Data training#
protopipe.scripts.data_training
is used to build tables of reconstructed image
and shower geometry parameters (that in protopipe constitutes generally the TRAINING
format).
This type of data can be used to train energy and particle classification
estimators for each camera type.
Note
In the default analysis workflow, the particle classification model
uses the estimate of the particle’s energy as one of the parameters.
When training the data for that model you will need to specify the boolean
estimate_energy
parameter as well as the directory where the model is
saved via the regressor_dir
option.By invoking the help argument, you can get help about how the script works:
usage: protopipe-TRAINING [-h] --config_file CONFIG_FILE -o OUTFILE [-m MAX_EVENTS] -i INDIR -f [INFILE_LIST [INFILE_LIST ...]]
[--cam_ids [CAM_IDS [CAM_IDS ...]]] [--wave_dir WAVE_DIR] [--wave_temp_dir WAVE_TEMP_DIR] [--wave | --tail]
[--debug] [--show_progress_bar] [--save_images] [--estimate_energy ESTIMATE_ENERGY]

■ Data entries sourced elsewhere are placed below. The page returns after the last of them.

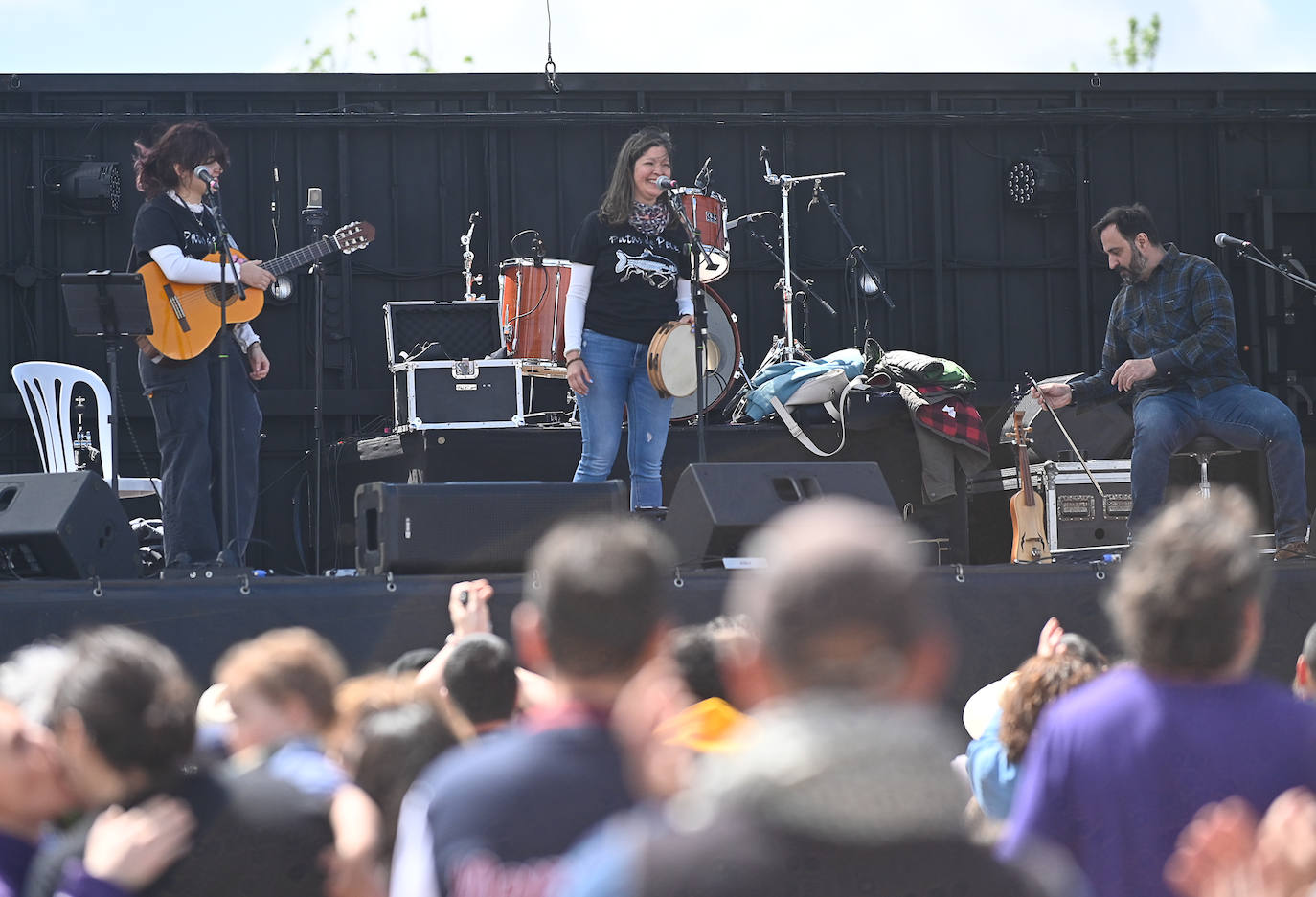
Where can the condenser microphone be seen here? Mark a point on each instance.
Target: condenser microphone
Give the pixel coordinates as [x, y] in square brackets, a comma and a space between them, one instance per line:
[745, 218]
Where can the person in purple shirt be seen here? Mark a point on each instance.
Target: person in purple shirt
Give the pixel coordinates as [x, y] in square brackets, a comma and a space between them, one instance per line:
[1119, 767]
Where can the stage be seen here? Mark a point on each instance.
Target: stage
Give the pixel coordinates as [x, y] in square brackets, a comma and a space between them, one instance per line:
[995, 611]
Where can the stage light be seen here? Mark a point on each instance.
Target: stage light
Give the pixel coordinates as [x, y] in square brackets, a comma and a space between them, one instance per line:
[92, 189]
[1040, 183]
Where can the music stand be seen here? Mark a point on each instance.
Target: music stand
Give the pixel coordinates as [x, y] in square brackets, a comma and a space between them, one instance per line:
[108, 305]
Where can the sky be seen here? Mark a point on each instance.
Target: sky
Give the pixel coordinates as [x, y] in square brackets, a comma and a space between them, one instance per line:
[607, 35]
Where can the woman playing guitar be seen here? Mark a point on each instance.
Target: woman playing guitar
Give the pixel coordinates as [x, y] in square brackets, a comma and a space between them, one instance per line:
[175, 231]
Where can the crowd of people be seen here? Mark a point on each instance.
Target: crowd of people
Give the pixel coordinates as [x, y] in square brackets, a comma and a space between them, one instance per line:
[796, 746]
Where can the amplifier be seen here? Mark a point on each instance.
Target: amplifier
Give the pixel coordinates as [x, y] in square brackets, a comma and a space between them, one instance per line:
[467, 527]
[429, 331]
[472, 393]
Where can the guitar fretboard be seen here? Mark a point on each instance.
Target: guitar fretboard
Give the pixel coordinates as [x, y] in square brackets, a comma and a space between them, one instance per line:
[305, 256]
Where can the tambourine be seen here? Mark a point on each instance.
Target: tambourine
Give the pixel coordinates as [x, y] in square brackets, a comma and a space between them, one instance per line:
[671, 359]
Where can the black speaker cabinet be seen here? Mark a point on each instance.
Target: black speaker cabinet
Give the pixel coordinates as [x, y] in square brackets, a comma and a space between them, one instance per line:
[467, 527]
[715, 506]
[63, 527]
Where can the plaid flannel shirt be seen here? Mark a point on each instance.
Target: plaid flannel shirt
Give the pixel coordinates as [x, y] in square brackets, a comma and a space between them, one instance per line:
[1182, 319]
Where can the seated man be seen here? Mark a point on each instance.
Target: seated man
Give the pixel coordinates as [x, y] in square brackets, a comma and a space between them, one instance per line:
[1170, 341]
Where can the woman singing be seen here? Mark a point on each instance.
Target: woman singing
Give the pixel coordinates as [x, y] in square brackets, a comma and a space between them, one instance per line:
[629, 277]
[175, 229]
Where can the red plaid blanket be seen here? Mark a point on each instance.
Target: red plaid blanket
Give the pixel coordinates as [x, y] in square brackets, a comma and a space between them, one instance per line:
[952, 417]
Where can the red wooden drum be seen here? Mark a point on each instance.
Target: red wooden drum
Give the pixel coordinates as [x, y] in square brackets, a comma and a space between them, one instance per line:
[707, 213]
[532, 308]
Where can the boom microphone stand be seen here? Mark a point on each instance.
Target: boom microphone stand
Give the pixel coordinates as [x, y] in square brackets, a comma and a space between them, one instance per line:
[855, 256]
[697, 256]
[227, 264]
[315, 218]
[785, 183]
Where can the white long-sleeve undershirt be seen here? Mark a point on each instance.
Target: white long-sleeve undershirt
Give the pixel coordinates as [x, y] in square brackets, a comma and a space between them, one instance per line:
[578, 296]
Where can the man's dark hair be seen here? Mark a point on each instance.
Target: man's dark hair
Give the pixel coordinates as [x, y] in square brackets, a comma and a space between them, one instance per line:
[699, 661]
[1179, 596]
[843, 598]
[481, 678]
[601, 587]
[133, 696]
[1130, 221]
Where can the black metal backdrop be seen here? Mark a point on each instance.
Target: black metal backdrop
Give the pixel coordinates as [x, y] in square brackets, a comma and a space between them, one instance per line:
[998, 288]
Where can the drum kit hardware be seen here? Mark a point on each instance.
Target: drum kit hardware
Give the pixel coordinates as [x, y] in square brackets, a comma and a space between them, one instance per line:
[533, 289]
[467, 260]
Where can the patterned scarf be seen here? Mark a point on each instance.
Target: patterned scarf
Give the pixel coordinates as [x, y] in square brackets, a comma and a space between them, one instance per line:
[649, 220]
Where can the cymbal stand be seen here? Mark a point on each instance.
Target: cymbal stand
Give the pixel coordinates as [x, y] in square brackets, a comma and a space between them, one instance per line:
[468, 259]
[785, 183]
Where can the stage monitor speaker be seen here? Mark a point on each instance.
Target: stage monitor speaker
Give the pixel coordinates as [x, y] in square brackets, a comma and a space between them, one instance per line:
[467, 527]
[65, 527]
[1100, 432]
[715, 506]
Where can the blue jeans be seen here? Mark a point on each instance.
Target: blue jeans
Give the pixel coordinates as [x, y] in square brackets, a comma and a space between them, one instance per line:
[622, 380]
[1242, 415]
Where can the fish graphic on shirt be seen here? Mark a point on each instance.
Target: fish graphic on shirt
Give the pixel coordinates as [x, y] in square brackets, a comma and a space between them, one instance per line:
[655, 270]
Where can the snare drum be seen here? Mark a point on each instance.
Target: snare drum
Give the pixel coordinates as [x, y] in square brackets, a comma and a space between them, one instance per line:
[532, 308]
[707, 212]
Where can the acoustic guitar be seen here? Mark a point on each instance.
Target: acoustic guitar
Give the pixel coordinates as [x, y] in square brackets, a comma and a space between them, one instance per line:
[1026, 509]
[186, 317]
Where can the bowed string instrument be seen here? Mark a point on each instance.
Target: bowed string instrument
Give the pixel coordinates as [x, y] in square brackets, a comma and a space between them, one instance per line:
[1027, 517]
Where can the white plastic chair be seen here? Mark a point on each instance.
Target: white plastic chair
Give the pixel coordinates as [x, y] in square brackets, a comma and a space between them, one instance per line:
[46, 390]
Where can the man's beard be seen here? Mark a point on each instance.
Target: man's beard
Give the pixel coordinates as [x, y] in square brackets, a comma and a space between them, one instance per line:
[1137, 266]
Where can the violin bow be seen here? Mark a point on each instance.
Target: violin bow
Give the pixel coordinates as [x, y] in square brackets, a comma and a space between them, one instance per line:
[1068, 438]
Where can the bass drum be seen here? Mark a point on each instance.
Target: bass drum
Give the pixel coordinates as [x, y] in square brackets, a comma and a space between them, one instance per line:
[725, 334]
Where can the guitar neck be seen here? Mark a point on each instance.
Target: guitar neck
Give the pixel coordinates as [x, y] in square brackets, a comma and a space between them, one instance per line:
[305, 256]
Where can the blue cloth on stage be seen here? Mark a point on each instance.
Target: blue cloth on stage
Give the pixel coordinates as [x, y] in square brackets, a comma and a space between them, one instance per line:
[784, 377]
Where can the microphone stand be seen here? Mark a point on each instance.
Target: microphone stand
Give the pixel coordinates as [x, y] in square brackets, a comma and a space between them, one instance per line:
[227, 484]
[1278, 268]
[697, 256]
[785, 183]
[313, 216]
[855, 249]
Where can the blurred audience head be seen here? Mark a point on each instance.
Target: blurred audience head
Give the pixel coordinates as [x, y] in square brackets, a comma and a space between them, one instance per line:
[843, 602]
[595, 594]
[1303, 684]
[281, 685]
[31, 675]
[481, 680]
[411, 662]
[1040, 680]
[389, 749]
[1188, 597]
[124, 713]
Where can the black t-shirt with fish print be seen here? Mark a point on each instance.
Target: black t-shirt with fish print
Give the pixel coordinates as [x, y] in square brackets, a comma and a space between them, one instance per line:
[633, 289]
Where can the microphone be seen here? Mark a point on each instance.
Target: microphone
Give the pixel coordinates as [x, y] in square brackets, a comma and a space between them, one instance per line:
[1225, 239]
[746, 218]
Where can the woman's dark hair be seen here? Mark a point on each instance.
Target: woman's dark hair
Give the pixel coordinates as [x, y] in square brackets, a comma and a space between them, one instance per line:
[1040, 680]
[187, 144]
[615, 206]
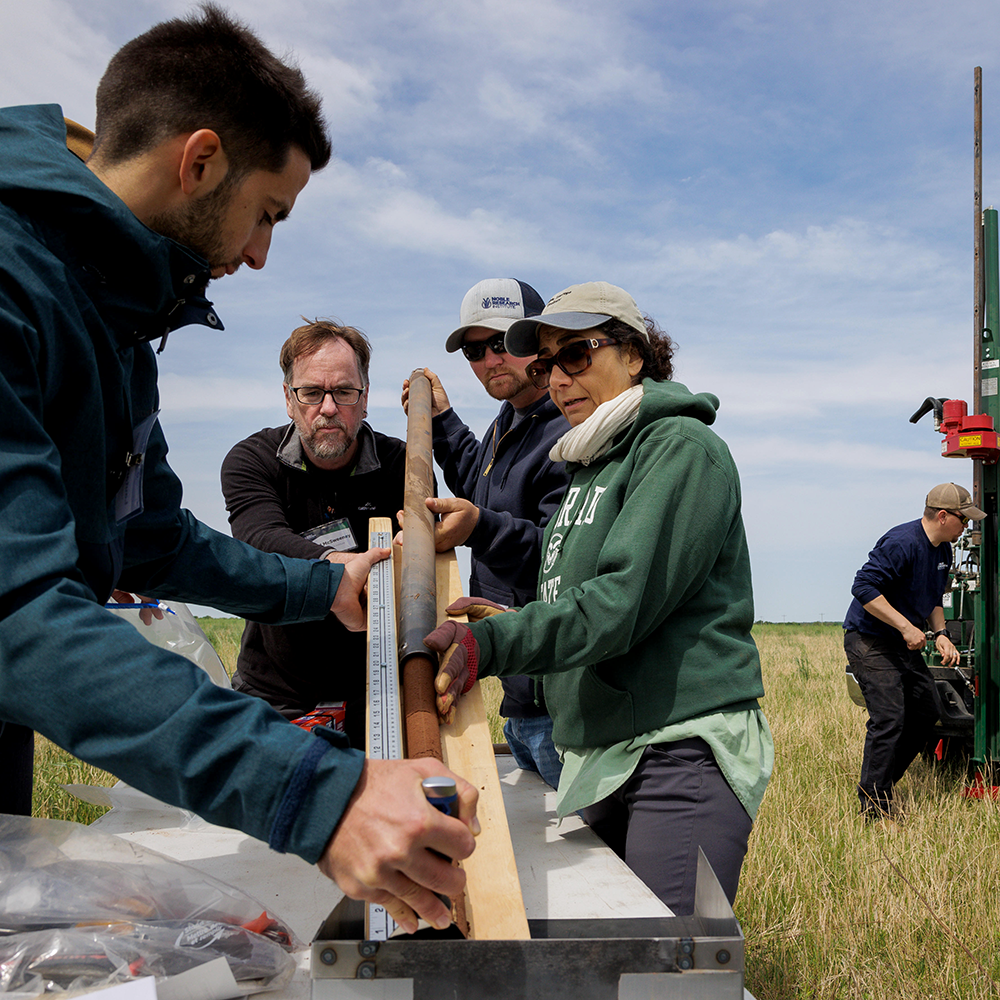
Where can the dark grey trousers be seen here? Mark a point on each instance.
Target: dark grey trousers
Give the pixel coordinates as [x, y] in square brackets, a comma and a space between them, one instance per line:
[902, 706]
[17, 763]
[676, 801]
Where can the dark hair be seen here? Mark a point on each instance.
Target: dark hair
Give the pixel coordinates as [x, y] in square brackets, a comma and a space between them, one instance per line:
[308, 339]
[208, 71]
[657, 352]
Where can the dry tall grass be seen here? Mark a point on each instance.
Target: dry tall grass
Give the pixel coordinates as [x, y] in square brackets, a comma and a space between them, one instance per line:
[831, 909]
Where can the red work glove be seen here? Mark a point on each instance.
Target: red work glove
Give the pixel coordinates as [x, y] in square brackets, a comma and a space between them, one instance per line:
[476, 608]
[458, 668]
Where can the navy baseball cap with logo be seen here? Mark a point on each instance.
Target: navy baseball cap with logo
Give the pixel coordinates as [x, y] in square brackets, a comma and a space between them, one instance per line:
[494, 303]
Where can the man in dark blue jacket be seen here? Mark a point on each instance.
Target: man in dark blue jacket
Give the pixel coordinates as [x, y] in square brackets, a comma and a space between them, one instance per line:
[506, 487]
[204, 139]
[897, 593]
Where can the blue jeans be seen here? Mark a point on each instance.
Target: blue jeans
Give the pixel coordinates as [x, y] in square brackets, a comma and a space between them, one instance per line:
[530, 741]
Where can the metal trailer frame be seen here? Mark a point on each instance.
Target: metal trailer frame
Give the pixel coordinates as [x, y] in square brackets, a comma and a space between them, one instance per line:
[700, 957]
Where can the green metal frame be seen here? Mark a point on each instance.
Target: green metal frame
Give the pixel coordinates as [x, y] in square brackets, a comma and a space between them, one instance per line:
[987, 655]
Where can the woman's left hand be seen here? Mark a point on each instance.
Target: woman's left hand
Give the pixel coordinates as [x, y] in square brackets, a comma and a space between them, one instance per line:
[459, 666]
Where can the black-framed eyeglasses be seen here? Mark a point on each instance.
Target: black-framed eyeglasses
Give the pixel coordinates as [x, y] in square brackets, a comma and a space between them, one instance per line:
[572, 359]
[477, 351]
[313, 395]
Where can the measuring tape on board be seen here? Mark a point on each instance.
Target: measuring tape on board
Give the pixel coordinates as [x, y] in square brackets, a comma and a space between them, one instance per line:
[385, 713]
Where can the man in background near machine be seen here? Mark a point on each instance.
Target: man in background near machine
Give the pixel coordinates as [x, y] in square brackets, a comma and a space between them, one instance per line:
[307, 490]
[897, 593]
[506, 488]
[203, 141]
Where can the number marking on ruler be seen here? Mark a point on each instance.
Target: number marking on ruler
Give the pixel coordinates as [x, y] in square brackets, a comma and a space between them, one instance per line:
[385, 728]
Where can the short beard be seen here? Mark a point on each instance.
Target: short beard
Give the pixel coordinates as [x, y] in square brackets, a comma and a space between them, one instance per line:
[327, 447]
[519, 383]
[199, 224]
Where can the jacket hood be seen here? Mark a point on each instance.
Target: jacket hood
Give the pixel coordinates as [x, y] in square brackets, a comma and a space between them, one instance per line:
[90, 227]
[673, 399]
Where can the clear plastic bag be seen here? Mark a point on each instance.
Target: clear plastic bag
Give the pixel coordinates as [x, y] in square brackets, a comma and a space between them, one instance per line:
[179, 632]
[81, 909]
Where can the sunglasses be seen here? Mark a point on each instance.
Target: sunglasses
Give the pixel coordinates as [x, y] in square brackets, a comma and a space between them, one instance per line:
[477, 351]
[572, 359]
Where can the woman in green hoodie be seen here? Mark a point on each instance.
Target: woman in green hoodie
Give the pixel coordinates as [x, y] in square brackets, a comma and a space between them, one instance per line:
[642, 629]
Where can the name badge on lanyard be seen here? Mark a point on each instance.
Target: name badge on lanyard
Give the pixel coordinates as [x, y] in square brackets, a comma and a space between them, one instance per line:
[336, 535]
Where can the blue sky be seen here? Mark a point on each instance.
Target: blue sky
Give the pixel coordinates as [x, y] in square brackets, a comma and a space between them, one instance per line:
[785, 187]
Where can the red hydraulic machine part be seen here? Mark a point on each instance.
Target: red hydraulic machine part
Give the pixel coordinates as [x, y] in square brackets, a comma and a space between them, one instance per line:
[964, 436]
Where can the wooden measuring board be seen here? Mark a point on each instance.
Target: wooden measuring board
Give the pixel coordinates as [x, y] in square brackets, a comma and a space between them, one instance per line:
[493, 903]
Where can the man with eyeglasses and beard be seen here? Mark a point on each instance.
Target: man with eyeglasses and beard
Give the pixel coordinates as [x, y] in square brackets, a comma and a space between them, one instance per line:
[506, 489]
[307, 490]
[897, 593]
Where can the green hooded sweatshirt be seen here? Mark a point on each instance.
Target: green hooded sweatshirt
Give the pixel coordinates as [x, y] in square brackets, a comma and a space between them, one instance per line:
[645, 602]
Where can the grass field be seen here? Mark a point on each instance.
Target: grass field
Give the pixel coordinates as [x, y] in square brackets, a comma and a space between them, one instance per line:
[831, 909]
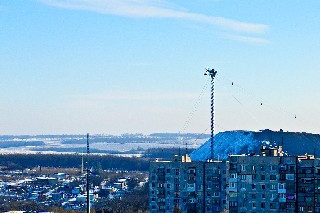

[--regressor_dir REGRESSOR_DIR] [--regressor_config REGRESSOR_CONFIG]
optional arguments:
-h, --help show this help message and exit
--config_file CONFIG_FILE
-o OUTFILE, --outfile OUTFILE
-m MAX_EVENTS, --max_events MAX_EVENTS
maximum number of events considered per file
-i INDIR, --indir INDIR
Input folder
-f [INFILE_LIST [INFILE_LIST ...]], --infile_list [INFILE_LIST [INFILE_LIST ...]]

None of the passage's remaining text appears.